Vierzig Jahre war mir dies Geschlecht zuwider,

und ich sagte: Sie sind ein Volk, dessen Herz in die Irre geht;
denn meine Wege kennen sie nicht.
Darum habe ich in meinem Zorn geschworen:
Sie sollen nicht kommen in das Land meiner Ruhe.»

Aus dem Heiligen Evangelium nach Markus - Mk 1,40-45.

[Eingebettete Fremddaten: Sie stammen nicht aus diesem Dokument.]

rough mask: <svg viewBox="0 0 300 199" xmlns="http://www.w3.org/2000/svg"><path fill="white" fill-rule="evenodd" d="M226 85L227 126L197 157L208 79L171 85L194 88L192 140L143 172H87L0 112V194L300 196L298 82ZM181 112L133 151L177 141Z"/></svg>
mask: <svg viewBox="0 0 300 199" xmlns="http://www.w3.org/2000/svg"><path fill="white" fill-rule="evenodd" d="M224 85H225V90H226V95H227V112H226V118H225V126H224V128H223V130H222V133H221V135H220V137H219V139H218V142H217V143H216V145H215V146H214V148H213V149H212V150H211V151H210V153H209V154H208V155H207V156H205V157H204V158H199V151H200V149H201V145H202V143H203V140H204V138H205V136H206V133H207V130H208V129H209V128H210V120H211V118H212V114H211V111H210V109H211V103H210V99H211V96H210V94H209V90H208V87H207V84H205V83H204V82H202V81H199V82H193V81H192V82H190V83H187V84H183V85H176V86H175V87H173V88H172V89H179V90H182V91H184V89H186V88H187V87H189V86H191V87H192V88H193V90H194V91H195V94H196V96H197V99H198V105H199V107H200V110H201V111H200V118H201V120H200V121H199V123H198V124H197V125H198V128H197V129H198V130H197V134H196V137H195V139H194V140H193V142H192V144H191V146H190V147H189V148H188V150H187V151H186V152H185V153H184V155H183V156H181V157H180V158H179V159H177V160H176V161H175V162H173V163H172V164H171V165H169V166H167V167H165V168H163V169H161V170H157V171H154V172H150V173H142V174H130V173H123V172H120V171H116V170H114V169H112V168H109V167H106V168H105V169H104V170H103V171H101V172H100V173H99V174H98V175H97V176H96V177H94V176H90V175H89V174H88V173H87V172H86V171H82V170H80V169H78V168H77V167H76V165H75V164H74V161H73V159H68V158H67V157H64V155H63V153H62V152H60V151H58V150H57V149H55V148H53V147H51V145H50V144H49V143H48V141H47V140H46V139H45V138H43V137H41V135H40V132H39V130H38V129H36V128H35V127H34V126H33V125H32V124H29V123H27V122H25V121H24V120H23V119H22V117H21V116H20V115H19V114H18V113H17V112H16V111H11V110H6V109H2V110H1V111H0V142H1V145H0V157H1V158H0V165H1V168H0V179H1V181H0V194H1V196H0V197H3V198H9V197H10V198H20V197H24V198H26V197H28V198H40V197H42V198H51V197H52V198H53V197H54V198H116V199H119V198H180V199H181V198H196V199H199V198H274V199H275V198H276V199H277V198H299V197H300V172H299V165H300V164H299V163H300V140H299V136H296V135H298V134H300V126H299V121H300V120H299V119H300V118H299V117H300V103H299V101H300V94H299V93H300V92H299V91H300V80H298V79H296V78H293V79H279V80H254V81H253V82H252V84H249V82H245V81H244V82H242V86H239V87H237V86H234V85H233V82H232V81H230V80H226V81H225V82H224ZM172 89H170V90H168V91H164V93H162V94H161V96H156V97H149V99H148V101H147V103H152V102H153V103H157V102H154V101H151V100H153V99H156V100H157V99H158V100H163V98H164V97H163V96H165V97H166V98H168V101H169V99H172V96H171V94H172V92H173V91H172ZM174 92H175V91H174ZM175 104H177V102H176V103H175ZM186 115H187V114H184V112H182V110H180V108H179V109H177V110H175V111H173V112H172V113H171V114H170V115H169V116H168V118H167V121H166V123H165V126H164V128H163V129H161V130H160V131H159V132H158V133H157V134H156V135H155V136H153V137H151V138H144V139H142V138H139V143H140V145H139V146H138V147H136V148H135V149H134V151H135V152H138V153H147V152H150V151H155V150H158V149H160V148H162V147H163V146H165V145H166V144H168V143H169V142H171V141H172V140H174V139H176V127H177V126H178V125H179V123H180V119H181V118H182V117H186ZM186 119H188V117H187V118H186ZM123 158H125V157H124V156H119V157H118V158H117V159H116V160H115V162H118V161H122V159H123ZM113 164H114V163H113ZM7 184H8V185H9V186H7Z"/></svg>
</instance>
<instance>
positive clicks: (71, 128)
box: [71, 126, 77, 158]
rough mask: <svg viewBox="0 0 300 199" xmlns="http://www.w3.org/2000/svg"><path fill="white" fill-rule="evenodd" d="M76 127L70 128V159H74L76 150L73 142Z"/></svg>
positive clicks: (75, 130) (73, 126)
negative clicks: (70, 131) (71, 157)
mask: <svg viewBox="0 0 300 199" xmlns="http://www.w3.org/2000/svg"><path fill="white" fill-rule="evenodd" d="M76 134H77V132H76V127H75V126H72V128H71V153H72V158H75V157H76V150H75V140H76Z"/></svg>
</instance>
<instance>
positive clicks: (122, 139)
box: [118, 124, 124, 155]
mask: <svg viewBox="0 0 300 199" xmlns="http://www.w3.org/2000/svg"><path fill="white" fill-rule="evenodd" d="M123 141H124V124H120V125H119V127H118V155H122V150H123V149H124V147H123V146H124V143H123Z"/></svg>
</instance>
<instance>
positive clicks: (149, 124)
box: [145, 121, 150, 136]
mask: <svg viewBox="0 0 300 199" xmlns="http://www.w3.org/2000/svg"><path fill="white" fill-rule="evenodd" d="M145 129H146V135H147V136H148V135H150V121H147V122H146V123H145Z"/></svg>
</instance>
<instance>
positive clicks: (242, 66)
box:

In jener Zeit kam ein Aussätziger zu Jesus und bat ihn um Hilfe; er fiel vor ihm auf die Knie und sagte: Wenn du willst, kannst du machen, dass ich rein werde.
Jesus hatte Mitleid mit ihm; er streckte die Hand aus, berührte ihn und sagte: Ich will es - werde rein!
Im gleichen Augenblick verschwand der Aussatz, und der Mann war rein.
Jesus schickte ihn weg und schärfte ihm ein:
Nimm dich in acht! Erzähl niemand etwas davon, sondern geh, zeig dich dem Priester und bring das Reinigungsopfer dar, das Mose angeordnet hat. Das soll für sie ein Beweis meiner Gesetzestreue sein.
Der Mann aber ging weg und erzählte bei jeder Gelegenheit, was geschehen war; er verbreitete die ganze Geschichte, so dass sich Jesus in keiner Stadt mehr zeigen konnte; er hielt sich nur noch außerhalb der Städte an einsamen Orten auf. Dennoch kamen die Leute von überallher zu ihm.

Ps 77,14-15 Gott, dein Weg ist heilig. / Wo ist ein Gott, so groß wie unser Gott? Du allein bist der Gott, der Wunder tut, / du hast deine Macht den Völkern kundgetan.